OrbTop

Olympedia Olympic Athlete Medal Database Scraper

SPORTSAI

Olympedia Olympic Athlete & Medal Database Scraper

Scrape the complete Olympedia database — the most comprehensive public record of Olympic history. Outputs one structured record per athlete-event participation: athlete name and ID, country (NOC code), games edition, sport, event name, finishing position, medal (Gold/Silver/Bronze), performance result value, and any record flag (OR, WR, etc.).

Covers every Olympic Games from Athens 1896 through the present, across all sports, disciplines, and discontinued events — over 200,000 participation records in total.

Use Cases

  • Build machine-learning training datasets on Olympic performance history
  • Research medal counts by country, athlete, or Games edition
  • Analyze sports journalism with structured, citable historical data
  • Track athletes across multiple Games editions
  • Cross-reference with other sports databases by athlete ID

Input

Parameter Type Description Default
maxItems integer Maximum number of records to return 15
editionIds array Optional list of edition IDs to scrape (e.g. [1, 2, 3] for 1896–1904). When empty, scrapes all editions. [1]
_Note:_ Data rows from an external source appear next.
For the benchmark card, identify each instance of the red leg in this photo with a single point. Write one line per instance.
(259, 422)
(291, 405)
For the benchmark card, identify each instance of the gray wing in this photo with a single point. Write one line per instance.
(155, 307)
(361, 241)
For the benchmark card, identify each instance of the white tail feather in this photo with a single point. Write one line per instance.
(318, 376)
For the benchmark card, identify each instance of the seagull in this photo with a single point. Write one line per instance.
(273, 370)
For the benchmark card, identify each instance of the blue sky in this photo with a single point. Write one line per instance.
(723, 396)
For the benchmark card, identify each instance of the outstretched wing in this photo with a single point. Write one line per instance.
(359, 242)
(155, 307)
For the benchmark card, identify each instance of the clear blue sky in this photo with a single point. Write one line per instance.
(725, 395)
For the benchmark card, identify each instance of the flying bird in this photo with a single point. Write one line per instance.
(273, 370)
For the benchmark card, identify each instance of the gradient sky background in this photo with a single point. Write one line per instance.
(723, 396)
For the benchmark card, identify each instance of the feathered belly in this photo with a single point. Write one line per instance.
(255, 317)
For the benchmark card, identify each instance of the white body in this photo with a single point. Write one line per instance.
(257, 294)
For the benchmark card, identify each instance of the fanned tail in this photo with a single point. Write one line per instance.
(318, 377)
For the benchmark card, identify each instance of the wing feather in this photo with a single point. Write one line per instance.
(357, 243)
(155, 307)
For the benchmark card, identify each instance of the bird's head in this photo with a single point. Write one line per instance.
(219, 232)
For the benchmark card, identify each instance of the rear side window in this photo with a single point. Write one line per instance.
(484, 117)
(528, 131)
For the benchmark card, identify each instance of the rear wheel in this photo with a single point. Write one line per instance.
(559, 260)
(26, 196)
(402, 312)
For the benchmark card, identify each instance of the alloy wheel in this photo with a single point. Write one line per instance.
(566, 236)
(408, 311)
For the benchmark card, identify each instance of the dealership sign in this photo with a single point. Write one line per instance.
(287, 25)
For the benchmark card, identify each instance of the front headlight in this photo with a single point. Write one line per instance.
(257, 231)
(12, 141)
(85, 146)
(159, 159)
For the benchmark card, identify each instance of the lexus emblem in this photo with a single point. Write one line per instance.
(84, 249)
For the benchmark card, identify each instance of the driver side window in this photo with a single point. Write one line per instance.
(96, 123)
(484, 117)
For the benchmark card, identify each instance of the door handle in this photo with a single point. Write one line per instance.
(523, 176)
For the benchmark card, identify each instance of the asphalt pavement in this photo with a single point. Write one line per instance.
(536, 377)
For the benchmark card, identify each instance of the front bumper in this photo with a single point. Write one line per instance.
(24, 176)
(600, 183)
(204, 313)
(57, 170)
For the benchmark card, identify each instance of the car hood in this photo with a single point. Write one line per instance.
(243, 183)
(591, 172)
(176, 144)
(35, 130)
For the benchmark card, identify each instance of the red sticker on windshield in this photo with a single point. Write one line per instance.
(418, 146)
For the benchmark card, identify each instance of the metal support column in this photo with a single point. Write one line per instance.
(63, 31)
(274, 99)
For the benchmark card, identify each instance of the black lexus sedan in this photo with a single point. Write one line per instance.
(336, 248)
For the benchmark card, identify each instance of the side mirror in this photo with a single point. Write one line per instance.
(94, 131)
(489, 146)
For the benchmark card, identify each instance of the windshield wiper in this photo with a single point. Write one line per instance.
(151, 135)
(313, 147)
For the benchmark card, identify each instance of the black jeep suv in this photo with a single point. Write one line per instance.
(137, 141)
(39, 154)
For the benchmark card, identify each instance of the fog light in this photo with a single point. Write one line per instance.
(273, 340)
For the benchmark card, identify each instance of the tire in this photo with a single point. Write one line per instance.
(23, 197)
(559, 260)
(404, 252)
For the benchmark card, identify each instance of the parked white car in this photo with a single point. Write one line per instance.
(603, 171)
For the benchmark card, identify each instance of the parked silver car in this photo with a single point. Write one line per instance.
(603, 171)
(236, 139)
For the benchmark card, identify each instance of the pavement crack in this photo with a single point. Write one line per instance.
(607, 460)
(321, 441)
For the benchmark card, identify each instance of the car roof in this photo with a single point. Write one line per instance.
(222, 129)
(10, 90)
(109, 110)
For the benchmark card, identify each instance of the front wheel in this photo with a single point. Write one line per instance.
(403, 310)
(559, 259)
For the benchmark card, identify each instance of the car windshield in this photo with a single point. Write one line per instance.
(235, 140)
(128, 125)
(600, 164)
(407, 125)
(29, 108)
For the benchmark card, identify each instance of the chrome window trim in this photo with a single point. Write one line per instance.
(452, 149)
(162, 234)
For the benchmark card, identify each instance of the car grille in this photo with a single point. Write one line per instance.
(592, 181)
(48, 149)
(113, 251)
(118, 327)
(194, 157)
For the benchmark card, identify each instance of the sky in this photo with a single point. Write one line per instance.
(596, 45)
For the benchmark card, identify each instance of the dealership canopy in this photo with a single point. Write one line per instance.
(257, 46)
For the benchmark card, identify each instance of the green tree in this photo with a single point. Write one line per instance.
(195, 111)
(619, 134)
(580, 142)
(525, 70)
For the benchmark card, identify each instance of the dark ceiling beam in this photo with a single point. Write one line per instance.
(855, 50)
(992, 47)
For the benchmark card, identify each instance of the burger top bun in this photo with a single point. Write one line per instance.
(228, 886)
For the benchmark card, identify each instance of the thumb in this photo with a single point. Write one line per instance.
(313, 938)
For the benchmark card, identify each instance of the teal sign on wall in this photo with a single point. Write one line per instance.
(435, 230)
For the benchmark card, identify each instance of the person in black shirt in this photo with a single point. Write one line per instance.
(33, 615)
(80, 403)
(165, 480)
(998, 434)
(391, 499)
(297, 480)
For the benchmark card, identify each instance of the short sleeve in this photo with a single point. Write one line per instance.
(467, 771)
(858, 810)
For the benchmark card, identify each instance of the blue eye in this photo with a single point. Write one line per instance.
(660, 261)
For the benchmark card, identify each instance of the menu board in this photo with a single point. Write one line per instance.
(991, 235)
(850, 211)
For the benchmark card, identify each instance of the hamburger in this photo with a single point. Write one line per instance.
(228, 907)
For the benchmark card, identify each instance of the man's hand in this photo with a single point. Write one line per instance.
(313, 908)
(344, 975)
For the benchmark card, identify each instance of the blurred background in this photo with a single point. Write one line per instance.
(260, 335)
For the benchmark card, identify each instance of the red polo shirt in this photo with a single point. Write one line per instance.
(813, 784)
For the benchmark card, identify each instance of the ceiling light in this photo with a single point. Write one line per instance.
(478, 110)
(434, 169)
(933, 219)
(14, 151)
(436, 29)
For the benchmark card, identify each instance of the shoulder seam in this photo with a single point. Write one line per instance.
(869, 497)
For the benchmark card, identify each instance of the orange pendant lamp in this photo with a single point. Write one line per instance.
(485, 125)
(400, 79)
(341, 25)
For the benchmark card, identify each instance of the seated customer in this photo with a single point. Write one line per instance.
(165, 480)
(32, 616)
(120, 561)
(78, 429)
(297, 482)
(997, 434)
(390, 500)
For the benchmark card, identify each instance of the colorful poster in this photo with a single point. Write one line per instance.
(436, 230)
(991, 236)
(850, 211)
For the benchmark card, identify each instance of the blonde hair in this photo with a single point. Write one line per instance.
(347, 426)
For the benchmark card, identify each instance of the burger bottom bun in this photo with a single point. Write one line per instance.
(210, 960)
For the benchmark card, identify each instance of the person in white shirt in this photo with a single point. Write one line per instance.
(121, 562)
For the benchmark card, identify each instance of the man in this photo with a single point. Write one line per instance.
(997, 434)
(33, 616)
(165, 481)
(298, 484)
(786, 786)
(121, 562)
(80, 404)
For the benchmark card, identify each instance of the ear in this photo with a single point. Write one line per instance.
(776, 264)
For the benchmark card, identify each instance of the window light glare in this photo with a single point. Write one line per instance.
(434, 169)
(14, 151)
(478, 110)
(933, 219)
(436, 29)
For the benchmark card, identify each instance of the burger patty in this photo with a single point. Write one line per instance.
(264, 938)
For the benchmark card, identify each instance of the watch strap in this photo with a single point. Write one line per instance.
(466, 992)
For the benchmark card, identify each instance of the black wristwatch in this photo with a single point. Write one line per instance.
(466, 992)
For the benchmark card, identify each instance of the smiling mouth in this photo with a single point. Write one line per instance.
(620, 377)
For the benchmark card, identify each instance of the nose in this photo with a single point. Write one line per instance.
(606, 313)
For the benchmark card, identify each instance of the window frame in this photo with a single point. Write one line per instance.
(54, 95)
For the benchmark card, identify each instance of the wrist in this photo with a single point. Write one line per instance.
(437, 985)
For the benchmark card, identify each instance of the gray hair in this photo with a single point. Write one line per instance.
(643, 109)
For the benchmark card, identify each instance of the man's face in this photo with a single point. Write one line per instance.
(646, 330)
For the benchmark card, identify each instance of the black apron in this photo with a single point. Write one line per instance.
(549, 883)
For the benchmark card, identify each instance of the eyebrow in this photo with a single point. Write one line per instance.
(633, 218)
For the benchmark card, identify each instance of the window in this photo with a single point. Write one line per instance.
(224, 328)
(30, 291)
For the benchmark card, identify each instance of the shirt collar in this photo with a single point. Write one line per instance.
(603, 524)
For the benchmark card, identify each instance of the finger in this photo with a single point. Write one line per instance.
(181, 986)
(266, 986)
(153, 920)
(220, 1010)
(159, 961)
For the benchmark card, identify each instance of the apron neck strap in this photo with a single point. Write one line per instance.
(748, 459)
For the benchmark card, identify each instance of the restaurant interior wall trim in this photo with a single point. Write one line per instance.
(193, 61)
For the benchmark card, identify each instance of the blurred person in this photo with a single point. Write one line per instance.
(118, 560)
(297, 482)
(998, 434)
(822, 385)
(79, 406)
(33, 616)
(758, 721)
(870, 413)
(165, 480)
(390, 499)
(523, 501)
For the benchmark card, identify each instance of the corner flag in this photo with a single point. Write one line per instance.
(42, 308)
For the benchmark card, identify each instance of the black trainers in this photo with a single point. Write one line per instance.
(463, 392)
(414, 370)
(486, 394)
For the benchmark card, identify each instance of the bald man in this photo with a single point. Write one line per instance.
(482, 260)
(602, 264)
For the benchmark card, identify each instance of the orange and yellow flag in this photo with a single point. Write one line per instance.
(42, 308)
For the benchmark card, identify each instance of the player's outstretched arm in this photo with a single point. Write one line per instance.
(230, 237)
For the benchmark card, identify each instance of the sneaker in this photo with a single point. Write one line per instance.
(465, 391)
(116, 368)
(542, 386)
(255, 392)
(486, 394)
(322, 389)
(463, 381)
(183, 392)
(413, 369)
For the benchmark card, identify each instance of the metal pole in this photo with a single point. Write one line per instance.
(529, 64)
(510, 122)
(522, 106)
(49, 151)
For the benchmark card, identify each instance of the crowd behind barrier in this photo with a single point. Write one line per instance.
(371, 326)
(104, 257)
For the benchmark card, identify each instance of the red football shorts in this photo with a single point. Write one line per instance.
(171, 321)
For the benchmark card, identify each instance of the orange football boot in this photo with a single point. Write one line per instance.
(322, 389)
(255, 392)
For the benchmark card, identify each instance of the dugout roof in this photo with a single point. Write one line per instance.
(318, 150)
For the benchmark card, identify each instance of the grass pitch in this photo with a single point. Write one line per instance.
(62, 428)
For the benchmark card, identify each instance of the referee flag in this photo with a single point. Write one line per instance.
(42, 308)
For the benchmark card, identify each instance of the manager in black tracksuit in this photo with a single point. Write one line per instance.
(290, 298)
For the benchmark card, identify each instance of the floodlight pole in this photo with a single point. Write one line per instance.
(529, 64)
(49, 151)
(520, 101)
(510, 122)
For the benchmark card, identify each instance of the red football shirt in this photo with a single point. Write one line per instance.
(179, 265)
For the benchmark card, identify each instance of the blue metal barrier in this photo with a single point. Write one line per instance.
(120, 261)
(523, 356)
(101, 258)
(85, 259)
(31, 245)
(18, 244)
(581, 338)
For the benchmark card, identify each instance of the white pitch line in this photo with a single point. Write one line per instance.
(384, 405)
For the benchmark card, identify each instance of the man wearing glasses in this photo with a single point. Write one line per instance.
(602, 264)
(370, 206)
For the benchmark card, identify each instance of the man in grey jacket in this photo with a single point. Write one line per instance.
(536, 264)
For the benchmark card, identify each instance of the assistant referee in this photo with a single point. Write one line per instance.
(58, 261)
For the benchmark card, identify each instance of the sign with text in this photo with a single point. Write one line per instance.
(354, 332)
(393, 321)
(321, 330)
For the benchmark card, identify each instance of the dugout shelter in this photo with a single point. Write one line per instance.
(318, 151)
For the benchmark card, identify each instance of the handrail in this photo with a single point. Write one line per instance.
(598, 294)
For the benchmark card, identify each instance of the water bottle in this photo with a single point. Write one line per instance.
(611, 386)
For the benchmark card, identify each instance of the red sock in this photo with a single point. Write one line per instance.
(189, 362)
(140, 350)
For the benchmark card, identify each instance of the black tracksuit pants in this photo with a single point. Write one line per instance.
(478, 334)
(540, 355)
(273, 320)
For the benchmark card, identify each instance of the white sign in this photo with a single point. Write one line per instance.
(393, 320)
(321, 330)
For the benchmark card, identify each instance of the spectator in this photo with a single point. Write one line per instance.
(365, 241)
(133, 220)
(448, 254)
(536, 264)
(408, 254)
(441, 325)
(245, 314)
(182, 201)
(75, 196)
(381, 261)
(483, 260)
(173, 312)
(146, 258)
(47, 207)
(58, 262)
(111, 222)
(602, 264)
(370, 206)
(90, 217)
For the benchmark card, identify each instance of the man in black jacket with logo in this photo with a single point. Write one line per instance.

To scrape all editions (full database run), set editionIds to an empty array [] and raise maxItems to the desired cap. Edition IDs correspond to Olympedia's internal editions/{id}/result numbering (ID 1 = Athina 1896, ID 2 = Paris 1900, etc.).

Output

Each record represents one athlete's participation in one event at one Games edition:

{
  "athlete_id": "70502",
  "athlete_name": "Carl Schuhmann",
  "gender": null,
  "born": null,
  "died": null,
  "country": "GER",
  "sport": "Artistic Gymnastics",
  "games_edition": "Athina 1896",
  "event": "Horse Vault, Men",
  "result": null,
  "rank": "1",
  "medal": "Gold",
  "record_flag": null,
  "source_url": "https://www.olympedia.org/results/70002"
}

Note: gender, born, and died fields are reserved for future athlete-detail enrichment and are null in the current version.

Notes

  • Olympedia enforces a crawl-delay (robots.txt: 10 seconds). The actor respects this with concurrency capped at 3 — expect approximately 12 pages per minute on a standard run.
  • For targeted research, use editionIds to restrict the crawl to specific Games. This dramatically reduces run time vs. scraping all editions.
  • Team-event rows are included as-is; team names appear in the athlete_name field without individual athletes listed.